Yemek duasının ardından herkes kırk yıl yemeksiz kalmış gibi saldırmıyor tabaklara iyi uçucu olmak için. Bu garipliği izleyerek bende ayıp olmasın diye yarısını götürüyorum. Tabi bu arada şahsıma yapılan komployu da belgeliyorum. Göçmen kuşlara yolunu değiştirten yanık kokusunun tabağımdaki kanıtını fotoğraflıyorum. Aşk olsun Talip abi yani koskoca bloğun asisine bu yapılır mıydı.Ben şimdi efsaneyi sanal alemde deşifre etmez miyim.

Ahmet Aydın tabakta ne var yok kaş ile göz arasında götürmez mi .Birde Emre’nin tabağına saldırıyor. “ Sen bu kafa ile zor uçarsın” demek geliyor içimden ama başkasının aklı pek para etmez bu gibi durumlarda diye düşünerek vazgeçiyorum. Blogcular masada ekmek dahil ne var ne yok götürüyorlar. Milliyet Blog’a önerim olacak tam da bu noktada.

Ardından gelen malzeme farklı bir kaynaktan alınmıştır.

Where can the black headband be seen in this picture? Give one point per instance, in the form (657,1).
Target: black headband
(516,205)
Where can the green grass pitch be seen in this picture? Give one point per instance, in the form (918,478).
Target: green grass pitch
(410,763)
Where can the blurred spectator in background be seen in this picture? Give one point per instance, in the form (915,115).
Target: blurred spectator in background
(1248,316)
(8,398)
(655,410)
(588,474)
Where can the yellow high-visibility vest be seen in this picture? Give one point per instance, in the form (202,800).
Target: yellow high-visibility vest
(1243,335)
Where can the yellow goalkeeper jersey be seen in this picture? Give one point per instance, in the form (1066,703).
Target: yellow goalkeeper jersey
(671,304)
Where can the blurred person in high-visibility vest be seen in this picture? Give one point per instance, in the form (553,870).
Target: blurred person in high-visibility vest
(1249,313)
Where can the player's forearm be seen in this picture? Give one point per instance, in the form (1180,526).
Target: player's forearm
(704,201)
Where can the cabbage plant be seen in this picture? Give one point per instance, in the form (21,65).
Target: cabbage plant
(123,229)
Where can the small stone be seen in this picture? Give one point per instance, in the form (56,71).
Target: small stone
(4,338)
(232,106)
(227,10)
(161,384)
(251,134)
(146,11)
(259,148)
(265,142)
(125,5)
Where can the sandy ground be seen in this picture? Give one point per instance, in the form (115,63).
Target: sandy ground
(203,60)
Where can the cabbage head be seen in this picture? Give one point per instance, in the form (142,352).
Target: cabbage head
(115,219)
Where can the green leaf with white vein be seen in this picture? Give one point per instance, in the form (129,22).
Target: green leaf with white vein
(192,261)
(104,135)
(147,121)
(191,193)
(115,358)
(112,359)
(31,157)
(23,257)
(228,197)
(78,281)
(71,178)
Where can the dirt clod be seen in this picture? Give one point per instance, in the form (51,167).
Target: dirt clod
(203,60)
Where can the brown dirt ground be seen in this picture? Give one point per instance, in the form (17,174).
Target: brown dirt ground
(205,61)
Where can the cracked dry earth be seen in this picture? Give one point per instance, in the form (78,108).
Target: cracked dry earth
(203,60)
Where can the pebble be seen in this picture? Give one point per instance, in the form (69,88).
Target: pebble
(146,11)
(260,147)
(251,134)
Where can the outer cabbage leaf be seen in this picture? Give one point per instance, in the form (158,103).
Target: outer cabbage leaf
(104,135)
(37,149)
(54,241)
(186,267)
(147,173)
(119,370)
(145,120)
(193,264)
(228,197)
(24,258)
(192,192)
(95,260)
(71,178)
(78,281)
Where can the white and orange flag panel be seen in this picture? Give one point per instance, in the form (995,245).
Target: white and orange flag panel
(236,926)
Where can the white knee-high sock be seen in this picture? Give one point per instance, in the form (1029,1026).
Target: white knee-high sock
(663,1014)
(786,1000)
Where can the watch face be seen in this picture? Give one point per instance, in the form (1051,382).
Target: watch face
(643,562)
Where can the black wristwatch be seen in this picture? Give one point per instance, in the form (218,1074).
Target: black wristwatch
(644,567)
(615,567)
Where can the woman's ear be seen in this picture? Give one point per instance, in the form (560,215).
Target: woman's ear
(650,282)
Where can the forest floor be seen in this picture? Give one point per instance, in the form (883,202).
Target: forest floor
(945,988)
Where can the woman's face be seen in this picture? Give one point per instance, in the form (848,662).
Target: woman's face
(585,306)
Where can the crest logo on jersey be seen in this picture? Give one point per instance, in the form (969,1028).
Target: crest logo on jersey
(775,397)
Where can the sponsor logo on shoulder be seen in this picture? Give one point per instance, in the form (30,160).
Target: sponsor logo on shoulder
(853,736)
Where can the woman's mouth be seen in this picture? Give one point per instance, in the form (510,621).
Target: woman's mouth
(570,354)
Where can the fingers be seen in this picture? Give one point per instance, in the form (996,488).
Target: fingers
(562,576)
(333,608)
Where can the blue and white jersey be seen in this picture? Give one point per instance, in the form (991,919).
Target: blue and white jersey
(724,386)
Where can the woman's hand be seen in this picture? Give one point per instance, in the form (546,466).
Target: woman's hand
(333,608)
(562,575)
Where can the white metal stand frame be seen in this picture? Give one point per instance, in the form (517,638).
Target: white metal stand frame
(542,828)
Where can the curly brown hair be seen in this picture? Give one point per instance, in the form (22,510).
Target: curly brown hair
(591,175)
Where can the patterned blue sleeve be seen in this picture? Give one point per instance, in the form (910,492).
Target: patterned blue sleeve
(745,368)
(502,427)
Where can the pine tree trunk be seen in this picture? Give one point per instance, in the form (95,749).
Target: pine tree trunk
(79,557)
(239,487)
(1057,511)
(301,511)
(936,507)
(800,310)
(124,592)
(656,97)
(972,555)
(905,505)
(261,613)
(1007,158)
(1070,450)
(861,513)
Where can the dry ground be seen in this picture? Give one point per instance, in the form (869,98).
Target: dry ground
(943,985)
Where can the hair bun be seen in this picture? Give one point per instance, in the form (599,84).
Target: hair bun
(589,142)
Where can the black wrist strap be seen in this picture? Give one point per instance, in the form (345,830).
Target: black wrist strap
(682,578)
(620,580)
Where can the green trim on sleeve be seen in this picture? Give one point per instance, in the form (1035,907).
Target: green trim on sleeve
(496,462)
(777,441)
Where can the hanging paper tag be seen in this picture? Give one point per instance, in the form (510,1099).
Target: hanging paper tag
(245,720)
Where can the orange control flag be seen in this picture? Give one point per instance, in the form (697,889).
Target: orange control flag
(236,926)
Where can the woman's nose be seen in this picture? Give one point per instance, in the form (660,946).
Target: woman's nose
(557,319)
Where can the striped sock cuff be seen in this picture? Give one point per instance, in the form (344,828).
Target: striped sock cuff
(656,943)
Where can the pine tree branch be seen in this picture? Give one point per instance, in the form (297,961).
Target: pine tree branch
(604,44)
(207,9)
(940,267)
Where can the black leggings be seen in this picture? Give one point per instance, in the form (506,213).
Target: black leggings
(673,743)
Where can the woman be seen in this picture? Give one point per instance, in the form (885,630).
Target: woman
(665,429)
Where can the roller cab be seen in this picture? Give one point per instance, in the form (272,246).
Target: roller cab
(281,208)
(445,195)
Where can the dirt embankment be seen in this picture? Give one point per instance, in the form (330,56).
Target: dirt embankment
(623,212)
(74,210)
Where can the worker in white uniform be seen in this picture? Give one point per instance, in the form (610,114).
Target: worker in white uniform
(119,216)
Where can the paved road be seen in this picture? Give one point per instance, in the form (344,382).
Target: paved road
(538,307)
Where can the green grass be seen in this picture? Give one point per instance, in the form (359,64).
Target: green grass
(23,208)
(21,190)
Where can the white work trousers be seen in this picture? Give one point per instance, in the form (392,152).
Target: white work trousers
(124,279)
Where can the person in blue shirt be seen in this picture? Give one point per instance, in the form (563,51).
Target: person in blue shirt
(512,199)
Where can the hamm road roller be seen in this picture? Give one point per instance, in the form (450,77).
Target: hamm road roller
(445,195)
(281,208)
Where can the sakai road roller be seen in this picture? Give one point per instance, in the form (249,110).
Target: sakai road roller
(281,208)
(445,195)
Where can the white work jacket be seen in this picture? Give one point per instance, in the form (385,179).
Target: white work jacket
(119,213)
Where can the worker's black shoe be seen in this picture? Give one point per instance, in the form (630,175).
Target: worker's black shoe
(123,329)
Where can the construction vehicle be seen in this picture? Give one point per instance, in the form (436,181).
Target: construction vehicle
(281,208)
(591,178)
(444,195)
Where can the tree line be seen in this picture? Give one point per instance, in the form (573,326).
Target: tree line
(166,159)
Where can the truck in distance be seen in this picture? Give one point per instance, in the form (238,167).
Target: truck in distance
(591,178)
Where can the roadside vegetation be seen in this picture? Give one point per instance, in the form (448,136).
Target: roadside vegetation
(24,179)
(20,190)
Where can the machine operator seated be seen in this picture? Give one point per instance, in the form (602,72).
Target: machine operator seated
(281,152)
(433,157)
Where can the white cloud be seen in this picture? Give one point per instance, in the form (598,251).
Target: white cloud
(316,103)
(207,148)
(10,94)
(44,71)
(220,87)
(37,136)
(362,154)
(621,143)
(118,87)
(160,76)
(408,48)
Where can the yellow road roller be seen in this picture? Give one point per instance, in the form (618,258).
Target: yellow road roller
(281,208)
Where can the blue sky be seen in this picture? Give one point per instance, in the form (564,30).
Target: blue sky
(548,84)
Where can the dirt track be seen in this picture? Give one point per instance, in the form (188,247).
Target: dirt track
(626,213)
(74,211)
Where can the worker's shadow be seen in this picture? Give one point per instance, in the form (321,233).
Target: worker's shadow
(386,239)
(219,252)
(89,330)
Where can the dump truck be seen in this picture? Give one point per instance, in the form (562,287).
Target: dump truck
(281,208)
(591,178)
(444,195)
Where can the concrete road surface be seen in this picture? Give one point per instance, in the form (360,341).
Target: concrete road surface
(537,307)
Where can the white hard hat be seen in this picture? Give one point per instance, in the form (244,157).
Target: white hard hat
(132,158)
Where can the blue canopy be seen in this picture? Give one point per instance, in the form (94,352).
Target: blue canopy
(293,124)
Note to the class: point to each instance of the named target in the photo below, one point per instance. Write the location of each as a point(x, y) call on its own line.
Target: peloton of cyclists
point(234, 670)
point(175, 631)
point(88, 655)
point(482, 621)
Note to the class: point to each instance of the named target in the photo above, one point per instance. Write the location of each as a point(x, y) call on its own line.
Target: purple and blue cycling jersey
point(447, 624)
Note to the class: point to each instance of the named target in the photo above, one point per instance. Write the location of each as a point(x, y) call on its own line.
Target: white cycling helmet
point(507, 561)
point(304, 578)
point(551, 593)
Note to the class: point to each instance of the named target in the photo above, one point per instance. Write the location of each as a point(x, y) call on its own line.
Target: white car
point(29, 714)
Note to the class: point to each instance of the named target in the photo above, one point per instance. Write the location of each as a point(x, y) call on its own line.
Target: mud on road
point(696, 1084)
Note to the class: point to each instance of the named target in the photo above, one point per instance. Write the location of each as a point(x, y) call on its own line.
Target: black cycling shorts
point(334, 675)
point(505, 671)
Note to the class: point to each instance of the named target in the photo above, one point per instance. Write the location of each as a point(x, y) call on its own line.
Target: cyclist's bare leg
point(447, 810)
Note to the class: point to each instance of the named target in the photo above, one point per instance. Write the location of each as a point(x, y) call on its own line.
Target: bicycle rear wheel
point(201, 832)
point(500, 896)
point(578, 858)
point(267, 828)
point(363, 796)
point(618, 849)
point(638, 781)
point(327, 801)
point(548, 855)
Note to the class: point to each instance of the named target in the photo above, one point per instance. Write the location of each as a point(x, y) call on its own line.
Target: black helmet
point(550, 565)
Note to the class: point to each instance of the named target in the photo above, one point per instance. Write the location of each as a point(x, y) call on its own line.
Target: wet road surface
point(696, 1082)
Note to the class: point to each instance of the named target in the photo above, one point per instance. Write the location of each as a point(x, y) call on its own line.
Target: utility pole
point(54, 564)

Bir sonraki sefere sponsor filan bulun ki şu garipler “efsane” ayağına telef olmasın yollarda.

Devam edecek…

Okuyucuya not: Orman yangınlarında kullanılmak üzere alınacak olan uçaklara destek olmak için tüm operatörlerden YANGIN yazıp 3919’a mesaj göndererek katkıda bulunabilirsiniz.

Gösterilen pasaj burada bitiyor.